Banning live exports and meatworks in northern Australia

During the 1970s beef crash in northern Australia, there was no money to employ staff, muster, wean and truck cattle as sale prices were at rock bottom.   Many beef producers simply went broke.  Others hung on by the skin of their teeth with increasingly large debts.  They had no option but to leave cattle to die in overgrazed paddocks at the end of the dry season, and many cattle were shot.  Many thousands of cattle died in paddocks.

It would be interesting to contemplate what would have happened to cattle in northern Australia if there was no live export market market to send young cattle off to during the recent severe droughts, when there was no grass to fatten or even just keep them alive on, and feedlot grain became prohibitively expensive.

Naturally cattle producers would greet new abattoirs for their fat cattle and cull stock with great enthusiasm, especially in the Kimberley and northern NT.  Long distance livestock transport is not ideal for stock, truckdrivers or producer profitability.  But needless to say, meatwork selling has to be economically viable.  If livestock buyers are unable to pay enough for cattle to enable producers to cover their business costs plus a profit to pay living expenses,  then cattle producers have no option but to sell to alternative markets.  Cattle producers don’t expect abattoir employees to work for little or nothing, so it’s puzzling to again here the ‘chip on the shoulder’ comments about livestock producers being responsible for the demise of abattoirs because they sell cattle to the live export market.  (Cattle producers aren’t running a charity for the benefit of others, any more than abattoir employees are doing their work out of the goodness of the hearts.)  In any primary production and manufacturing industry, the fattest profit for the least risk and outlay is invariably made by the ‘middlemen’ – not the growers or makers, and not the end sellers.  But for it all to work, everyone needs to make a profit in the long term.  If one sector of the chain doesn’t make a profit then the link is broken and the system changes.  It’s basic economics.
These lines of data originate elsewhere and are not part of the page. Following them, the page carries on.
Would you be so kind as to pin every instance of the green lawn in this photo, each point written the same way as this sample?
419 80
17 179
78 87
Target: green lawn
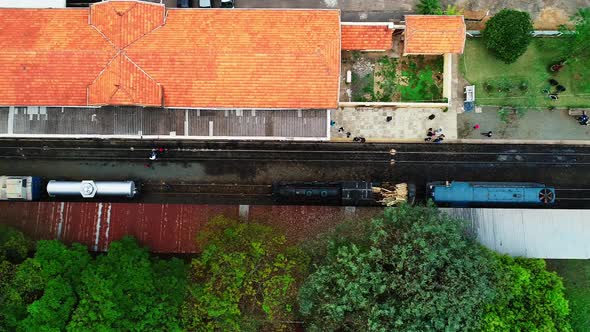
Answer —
576 279
522 83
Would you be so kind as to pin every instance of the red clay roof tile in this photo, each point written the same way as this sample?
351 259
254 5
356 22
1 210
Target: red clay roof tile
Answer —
124 83
48 57
200 58
367 38
434 34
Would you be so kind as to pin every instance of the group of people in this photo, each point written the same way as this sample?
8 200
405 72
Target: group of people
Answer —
434 136
348 133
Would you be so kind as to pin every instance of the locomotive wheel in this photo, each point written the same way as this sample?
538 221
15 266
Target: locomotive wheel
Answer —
545 196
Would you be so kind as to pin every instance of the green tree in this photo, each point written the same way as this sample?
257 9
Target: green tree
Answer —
14 245
576 45
429 7
530 298
453 10
508 34
246 278
14 249
40 295
126 290
413 269
63 288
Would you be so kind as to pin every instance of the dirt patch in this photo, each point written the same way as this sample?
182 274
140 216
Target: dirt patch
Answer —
546 14
549 18
363 67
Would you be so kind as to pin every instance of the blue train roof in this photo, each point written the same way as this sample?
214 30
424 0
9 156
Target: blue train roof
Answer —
488 192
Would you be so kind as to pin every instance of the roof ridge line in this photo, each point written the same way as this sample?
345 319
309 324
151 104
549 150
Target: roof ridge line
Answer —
149 32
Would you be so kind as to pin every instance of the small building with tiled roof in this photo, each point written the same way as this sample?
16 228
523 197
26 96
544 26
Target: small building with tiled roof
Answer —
434 34
139 53
367 37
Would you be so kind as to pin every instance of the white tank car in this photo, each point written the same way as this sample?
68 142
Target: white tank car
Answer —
90 189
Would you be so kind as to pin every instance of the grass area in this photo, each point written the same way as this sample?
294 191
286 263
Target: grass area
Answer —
412 78
419 82
362 87
522 83
576 279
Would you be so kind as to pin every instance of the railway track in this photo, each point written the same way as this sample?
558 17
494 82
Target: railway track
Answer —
572 194
183 155
207 189
389 156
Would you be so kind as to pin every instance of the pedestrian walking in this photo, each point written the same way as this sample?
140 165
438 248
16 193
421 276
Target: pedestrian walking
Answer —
583 119
153 155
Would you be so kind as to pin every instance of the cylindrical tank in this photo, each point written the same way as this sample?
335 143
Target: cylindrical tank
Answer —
89 188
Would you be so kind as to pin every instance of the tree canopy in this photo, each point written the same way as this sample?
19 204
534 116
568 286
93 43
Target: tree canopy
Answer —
63 288
413 269
576 45
429 7
530 298
246 278
508 34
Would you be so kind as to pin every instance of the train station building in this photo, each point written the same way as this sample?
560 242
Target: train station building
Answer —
134 69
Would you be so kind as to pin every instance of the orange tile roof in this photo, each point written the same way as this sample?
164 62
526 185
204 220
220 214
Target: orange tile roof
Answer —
48 57
434 34
123 83
135 53
366 37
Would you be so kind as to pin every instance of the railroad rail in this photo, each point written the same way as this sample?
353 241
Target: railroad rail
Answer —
182 154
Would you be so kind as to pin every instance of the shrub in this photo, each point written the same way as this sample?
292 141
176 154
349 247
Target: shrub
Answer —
508 34
429 7
412 269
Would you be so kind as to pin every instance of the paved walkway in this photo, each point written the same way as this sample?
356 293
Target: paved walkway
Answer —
407 123
161 122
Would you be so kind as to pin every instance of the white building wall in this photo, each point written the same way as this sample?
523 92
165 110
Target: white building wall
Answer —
533 233
32 3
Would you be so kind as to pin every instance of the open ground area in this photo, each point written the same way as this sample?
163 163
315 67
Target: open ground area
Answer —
380 77
576 279
525 83
534 124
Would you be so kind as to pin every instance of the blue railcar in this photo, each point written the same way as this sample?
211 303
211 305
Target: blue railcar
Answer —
490 193
20 188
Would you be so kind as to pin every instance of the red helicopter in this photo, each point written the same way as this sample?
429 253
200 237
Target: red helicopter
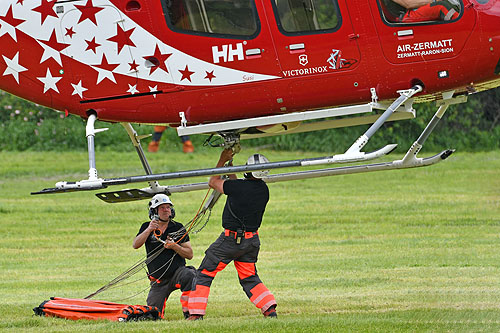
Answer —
243 69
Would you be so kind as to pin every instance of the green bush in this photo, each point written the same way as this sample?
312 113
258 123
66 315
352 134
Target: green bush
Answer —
474 126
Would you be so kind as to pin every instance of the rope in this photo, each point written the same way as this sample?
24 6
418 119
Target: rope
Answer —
142 263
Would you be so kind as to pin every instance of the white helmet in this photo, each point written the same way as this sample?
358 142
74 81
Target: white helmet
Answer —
258 159
159 199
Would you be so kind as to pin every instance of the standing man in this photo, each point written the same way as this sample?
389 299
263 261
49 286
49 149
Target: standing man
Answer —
410 11
167 247
246 201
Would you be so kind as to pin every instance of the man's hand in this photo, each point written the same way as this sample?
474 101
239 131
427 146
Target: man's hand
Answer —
170 244
226 155
153 225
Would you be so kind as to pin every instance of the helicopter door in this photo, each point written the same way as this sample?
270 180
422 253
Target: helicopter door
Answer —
313 36
429 39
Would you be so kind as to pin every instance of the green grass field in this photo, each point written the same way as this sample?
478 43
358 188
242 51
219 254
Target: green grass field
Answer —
412 250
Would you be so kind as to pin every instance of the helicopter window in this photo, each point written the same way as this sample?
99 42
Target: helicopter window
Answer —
295 16
237 17
403 11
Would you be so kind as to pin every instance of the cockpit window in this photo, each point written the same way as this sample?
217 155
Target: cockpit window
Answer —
234 18
299 16
404 11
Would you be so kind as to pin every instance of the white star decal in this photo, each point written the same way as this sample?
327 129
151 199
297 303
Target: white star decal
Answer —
79 89
49 82
153 89
13 67
6 28
133 89
104 74
49 52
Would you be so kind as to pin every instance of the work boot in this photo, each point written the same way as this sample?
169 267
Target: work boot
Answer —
188 147
271 312
153 146
195 317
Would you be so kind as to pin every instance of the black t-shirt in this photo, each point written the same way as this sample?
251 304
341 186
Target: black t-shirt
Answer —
160 268
248 199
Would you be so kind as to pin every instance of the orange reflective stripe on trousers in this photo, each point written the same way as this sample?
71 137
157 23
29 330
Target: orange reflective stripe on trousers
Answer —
262 297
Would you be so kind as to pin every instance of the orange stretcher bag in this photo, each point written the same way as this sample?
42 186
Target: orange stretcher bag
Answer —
76 309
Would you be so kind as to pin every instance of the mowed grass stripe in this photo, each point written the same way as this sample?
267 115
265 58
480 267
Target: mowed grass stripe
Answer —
410 250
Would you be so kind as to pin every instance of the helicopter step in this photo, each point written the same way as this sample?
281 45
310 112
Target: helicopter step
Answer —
353 154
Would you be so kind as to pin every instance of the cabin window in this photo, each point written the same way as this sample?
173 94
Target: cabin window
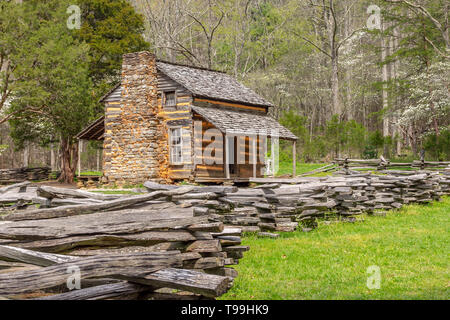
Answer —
176 146
170 99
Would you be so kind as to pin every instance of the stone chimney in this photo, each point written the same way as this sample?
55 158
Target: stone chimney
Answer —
131 128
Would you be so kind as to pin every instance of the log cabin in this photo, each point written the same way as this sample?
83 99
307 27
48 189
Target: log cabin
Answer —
166 122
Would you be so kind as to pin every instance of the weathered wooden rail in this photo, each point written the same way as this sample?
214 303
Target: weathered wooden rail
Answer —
125 247
350 166
17 175
197 230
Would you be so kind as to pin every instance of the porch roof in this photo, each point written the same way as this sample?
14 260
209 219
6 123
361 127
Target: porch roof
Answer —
243 122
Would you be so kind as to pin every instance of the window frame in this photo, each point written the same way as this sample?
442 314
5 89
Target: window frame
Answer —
165 93
172 146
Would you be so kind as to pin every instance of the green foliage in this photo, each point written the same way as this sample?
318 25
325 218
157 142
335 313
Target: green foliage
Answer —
438 147
110 28
53 96
336 138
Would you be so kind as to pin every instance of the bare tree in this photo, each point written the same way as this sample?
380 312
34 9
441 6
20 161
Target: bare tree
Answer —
328 17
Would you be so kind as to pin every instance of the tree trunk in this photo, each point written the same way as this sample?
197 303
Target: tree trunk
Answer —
26 155
385 79
69 158
335 85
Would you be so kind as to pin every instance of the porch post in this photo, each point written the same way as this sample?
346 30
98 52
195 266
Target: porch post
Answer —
227 157
80 148
254 139
272 154
294 159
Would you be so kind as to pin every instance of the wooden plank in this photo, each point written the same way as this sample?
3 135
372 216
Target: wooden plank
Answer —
189 280
54 192
67 211
14 186
196 282
90 267
120 290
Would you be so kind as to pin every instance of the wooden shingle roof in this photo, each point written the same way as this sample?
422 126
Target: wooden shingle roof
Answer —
233 121
203 83
211 84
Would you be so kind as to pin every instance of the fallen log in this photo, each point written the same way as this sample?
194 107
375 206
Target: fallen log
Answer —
54 192
119 290
67 211
90 267
193 281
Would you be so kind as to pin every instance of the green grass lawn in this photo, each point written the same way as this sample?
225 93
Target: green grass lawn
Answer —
286 167
410 246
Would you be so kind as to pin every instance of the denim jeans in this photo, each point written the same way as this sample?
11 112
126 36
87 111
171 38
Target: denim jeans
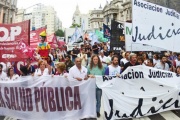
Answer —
98 99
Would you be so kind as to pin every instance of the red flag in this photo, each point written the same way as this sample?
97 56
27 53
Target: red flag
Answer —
12 38
34 37
52 40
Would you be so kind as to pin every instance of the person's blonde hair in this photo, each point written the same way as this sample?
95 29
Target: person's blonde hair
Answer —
61 66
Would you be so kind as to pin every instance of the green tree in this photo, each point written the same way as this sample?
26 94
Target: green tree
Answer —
74 25
59 33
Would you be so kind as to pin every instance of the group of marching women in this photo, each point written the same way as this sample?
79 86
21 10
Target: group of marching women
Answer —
90 60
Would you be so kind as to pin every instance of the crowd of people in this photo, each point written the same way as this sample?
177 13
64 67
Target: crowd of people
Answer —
87 61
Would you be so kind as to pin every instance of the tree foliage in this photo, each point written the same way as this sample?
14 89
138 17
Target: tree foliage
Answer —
59 33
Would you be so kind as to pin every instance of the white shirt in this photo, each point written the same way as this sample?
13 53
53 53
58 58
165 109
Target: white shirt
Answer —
38 72
161 66
155 61
103 59
177 63
14 78
124 60
3 75
83 58
113 71
4 66
74 72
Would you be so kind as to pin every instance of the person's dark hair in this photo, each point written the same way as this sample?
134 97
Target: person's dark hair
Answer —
110 52
126 53
178 67
1 65
140 58
62 58
115 56
8 71
147 57
49 60
24 70
151 61
68 56
161 56
157 56
99 62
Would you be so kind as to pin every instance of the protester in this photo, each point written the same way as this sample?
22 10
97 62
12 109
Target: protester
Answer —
61 69
150 63
74 53
43 68
83 57
78 71
3 75
68 63
103 58
30 68
145 58
132 61
88 52
24 71
43 47
140 60
51 63
124 60
4 68
177 61
114 69
155 59
177 71
95 48
96 68
106 52
162 64
11 75
61 58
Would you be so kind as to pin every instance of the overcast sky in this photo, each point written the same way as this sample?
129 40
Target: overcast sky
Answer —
64 8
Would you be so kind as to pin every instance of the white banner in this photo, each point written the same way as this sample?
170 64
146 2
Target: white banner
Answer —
46 98
155 25
131 46
140 91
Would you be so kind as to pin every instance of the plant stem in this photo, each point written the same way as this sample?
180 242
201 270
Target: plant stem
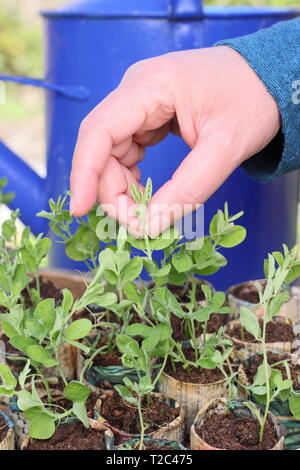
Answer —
45 383
193 292
161 370
266 369
89 361
142 426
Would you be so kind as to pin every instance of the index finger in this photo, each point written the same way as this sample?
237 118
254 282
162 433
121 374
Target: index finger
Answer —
107 125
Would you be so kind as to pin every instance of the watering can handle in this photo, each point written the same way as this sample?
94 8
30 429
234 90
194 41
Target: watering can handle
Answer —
186 8
27 185
73 92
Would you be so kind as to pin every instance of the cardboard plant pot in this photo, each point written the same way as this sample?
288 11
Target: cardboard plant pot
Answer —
219 406
191 396
279 408
248 348
173 431
290 309
8 442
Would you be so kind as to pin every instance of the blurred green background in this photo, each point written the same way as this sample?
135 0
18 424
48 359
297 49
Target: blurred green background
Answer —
21 53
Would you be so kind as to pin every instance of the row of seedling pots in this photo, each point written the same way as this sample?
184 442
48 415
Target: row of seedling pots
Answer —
118 363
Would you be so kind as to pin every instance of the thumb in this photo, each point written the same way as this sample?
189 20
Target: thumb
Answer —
200 174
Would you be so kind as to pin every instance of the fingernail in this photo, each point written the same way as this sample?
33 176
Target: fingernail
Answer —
157 225
72 206
135 229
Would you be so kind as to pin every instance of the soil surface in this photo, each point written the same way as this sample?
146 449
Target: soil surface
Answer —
228 431
215 321
3 429
248 292
70 437
107 359
124 416
257 360
47 289
181 293
193 375
275 332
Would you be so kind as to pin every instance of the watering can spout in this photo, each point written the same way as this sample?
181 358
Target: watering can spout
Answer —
28 187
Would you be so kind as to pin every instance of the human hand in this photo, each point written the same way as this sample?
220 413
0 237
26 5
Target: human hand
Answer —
211 97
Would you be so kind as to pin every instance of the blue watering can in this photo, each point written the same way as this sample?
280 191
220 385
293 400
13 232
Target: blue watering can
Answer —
90 44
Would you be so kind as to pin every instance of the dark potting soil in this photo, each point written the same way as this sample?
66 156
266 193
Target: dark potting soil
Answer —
124 417
193 375
275 332
47 290
108 359
3 429
248 292
215 321
181 293
257 360
70 437
231 432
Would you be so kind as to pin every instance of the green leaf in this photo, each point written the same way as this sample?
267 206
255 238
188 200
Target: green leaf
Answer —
218 300
207 364
24 373
81 346
8 381
259 390
36 329
160 243
26 400
67 301
41 355
126 394
250 322
79 410
73 251
162 272
182 262
138 329
260 376
106 300
148 192
127 344
294 404
78 329
45 313
21 342
276 303
132 270
8 329
132 292
76 392
151 341
234 237
42 426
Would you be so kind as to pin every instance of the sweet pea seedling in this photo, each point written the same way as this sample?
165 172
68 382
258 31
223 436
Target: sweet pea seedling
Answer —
268 383
156 343
39 335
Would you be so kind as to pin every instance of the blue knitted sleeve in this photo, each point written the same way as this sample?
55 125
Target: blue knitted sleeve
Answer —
274 54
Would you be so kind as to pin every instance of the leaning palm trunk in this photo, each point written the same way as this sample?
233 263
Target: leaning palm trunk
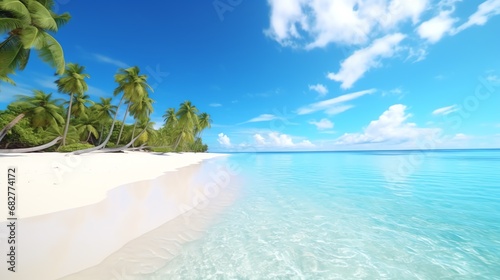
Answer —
119 149
133 131
67 120
103 144
10 125
33 149
123 124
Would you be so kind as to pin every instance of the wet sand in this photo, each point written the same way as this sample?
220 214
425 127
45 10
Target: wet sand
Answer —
134 230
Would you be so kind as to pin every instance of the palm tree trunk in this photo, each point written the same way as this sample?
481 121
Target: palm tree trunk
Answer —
133 132
32 149
67 120
103 144
10 125
123 124
177 142
100 135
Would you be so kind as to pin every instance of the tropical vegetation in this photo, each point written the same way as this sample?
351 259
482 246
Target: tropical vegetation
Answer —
41 122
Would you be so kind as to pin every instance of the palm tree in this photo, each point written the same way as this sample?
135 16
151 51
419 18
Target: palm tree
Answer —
104 110
133 86
188 119
87 128
141 110
80 106
41 108
73 83
170 118
204 122
28 23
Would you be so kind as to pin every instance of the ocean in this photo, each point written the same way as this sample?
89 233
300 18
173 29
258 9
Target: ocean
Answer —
352 215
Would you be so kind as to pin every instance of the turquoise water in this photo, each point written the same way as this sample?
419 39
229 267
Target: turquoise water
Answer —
354 215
Too often meatworks closures over the northern wet season are still blamed on the live export trade.  Northern cattle stations only muster during the dry season – which is usually from around April until October/November.  This is because it is cooler (not because it’s cooler for staff, but because it’s cooler and better for travelling cattle, especially calves) and the cattle are in the best condition.  Obviously while it might be possible to horseback muster for some periods during the wet season, roads and creek and river crossings are often impassable to heavy trucks; and the unpredictability of the weather makes planning a nightmare.  So other than on smaller places close to towns and/or right beside good quality all-weather bitumen roads, virtually no mustering on the vast majority of northern cattle stations occurs between November and April.  So northern Australian meatworks have always had difficulty obtaining sufficient cattle to stay open all year round.  In fact, due to road and cattle station management improvements, meatbuyers probably could source more fat cattle in recent years, over the wet season, than was possible several decades ago.   In the past cattle have not gone on live export boats during the wet season either.  Now the live export industry is well established, some producers have bought smaller properties close to live export shipping ports.  Cattle are mustered from remote properties during the dry season and taken to these depot properties which can be mustered and trucked from in all but very heavy wet season weather.  However as illustrated by the wet season just experienced in northern Australia, heavy and prolonged rain brings live export shipments to a halt for weeks or months.

The AACo plans to build an abattoir in Darwin however it is to process 90% AACo cattle.  Any other abbatoirs must be commercially viable from everyone’s point of view or they will fail.  Obtaining labour will be a major issue also, due to Australia’s mining boom which has soaked up any excess in the labour force in much of northern Australia.  Undoubtedly a new abattoir in northern Australia would have to be staffed by overseas residents.

Ultimately – there has to be sufficient customers to pay a sufficient price for the specific product being marketed, for any business to be viable.  In recent years live export buyers have been paying for lighter weight, young, bos indicus cattle to ship to countries such as Indonesia.  It’s not simply a matter of turning around and selling these cattle to meatworks instead – they are not suitable, as-is; and if they were, we’d need to find a market that could pay the price required for profitability, for another 500,000 head turned into boxed beef.